8. the expression recognition device according to claim 6 or 7, it is characterised in that the convolutional neural networks model Input to output end successively by the first convolutional layer, the second pond layer, the second convolutional layer and the 3rd pond layer building；

The identifying processing unit specifically for：To the long short-term memory Recognition with Recurrent Neural Network model output through the 3rd pond Change the face feature vector obtained after layer processing.

9. the expression recognition device according to claim 6 or 7, it is characterised in that described image pretreatment unit has Body is used for：Face datection is carried out for every frame facial image in each frame facial image, human face region is determined；Detection is described Key feature points in human face region, and alignment is carried out to corresponding facial image based on the key feature points detected.

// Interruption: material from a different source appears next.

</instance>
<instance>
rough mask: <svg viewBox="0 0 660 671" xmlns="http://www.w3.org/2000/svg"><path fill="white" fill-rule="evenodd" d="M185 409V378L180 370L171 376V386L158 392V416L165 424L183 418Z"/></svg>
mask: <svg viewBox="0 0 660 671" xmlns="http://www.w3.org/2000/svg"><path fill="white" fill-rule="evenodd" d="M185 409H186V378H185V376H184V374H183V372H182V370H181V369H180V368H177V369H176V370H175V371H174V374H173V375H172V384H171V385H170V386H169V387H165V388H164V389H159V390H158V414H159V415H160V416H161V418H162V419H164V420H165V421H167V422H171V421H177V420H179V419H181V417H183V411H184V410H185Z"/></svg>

10. expression recognition device according to claim 9, it is characterised in that described image pretreatment unit is specific It is additionally operable to：Facial image after alignment is subjected to editing and processing according to default template, to obtain the face of unified size Image, wherein, the editing and processing includes following one or more kinds of：Shear treatment, scaling processing.